The third and the fifth grounds of demurrer need not be noticed, as they go only to the right of the defendant to stipulate against its own negligence, which stipulation is not involved in the other 'grounds of demurrer. Nor do we further notice the fourth and the sixth grounds, as they are not briefed.
• The question is, then, whether it was competent to the defendant to limit its liability as stipulated in respect of strikes, mobs, and riots. This depends upon whether the limitation is just and reasonable in the eye of the law, and not inconsistent with public policy. If both, it was competent; otherwise, not. Davis & Gay v. Central Vt. R. R. Co. 66 Vt. 290, 29 Atl. 313, 44 Am. St. Rep. 852; Sprigg’s Admr. v. Rutland R. R. Co. 77 Vt. 347, 60 Atl. 143. This is settled law, as held in Express Co. v. Caldwell, 21 Wall. 264, 22 L. ed. 556, and shown by the cases generally. And that it was competent cannot be .doubted, for the stipulation does not materially differ from the law, but is substantially the same as the law, by which as to the mere matter of delay in delivery, the carrier is not an insurer, but only a bailor, with the duty to deliver within a reasonable time in the circumstances, and though temporary interruptions and obstructions that cannot be overcome with proper care and effort will excuse delay, yet they will not relieve from the duty of delivering as soon as practicable after they are removed.
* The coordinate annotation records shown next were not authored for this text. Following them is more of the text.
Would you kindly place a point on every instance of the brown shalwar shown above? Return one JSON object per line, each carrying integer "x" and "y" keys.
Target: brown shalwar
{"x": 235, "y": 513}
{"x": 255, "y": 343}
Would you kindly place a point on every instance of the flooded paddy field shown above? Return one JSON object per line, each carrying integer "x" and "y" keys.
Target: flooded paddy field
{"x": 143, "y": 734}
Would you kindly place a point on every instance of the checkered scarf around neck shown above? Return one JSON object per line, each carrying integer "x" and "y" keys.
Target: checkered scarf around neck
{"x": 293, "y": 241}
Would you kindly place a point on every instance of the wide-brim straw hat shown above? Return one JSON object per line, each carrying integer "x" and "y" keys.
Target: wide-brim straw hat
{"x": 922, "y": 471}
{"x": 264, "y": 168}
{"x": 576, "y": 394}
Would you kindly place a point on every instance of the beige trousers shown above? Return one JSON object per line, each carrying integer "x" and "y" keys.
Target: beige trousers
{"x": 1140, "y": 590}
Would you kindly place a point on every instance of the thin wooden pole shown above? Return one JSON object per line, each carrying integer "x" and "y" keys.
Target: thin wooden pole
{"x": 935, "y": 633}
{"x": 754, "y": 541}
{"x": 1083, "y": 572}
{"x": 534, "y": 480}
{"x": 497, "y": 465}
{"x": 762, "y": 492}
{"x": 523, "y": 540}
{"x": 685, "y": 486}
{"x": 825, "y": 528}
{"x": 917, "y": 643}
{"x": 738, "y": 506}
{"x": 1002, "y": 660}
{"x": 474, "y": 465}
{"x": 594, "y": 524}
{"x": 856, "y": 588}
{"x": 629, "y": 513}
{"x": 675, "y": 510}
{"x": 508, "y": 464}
This is too well settled to need the citation of cases. And interruptions and hindrances caused by strikes and mob violence are among those that excuse. This, too, is well settled, but we will, nevertheless, refer to some of the cases that hold it. Gulf etc. Railway Co. v. Levi, 76 Texas, 337, 13 S. W. 191, 8 L. R. A. 323, 18 Am. St. Rep. 45, is a leading case on this subject. There, on reargument; the court reversed its former decision of the case, and held that when, as there, the goods are actually transported and delivered, but the time of delivery is delayed by mobs, strikes, or other causes not under control of the carrier, the delay is excused.
So in Pittsburgh etc. R. R. Co. v. Hazen, 84 Ill. 36, 25 Am. Rep. 422, it is held that the plaintiff was not liable for damage to
In Grismer v. Lake Shore etc. R. R. Go. 102 N. Y. 563, 7 N. E. 828, 55 Am. Rep. 837, it is held that in the absence of special contract, there is no absolute duty resting upon a railroad carrier to deliver goods intrusted to it within what, in ordinary circumstances, would be a reasonable time; that not only storms and floods and other natural causes may excuse delay, but that the conduct of men may also excuse it; that an incendiary may burn a bridge, a mob tear up the tracks, disable the rolling stock, or interpose irresistible force or overpowering intimidation, in which cases the only duty resting upon the carrier not otherwise in fault is, to use reasonable efforts and due diligence to overcome the obstacles and forward the goods. There the defendant had employees who were ready and willing to manage its train and forward the goods, but they were prevented therefrom by mob violence that the defendant could not by reasonable efforts overcome, and it was excused. The doctrine of this case is approved and applied in Haas v. Kansas City etc. R. R. Co. 81 Ga. 792, 7 S. E. 629.
So it is held in Lake Shore etc. R. R. Co. v. Bennett, 89 Ind. 457, that where delay in transportation of' stock is caused, not by the negligence nor wrongful act of the carrier nor its employees, but solely by the violence and riotous conduct of a lawless mob that the carrier and the civil authority are unable to resist and control, the carrier is not liable for damages resulting from the delay.
The pro forma judgment sustaining the demurrer and holding the plea insufficient is reversed, the demurrer overruled, the plea adjudged sufficient, and the cause remanded.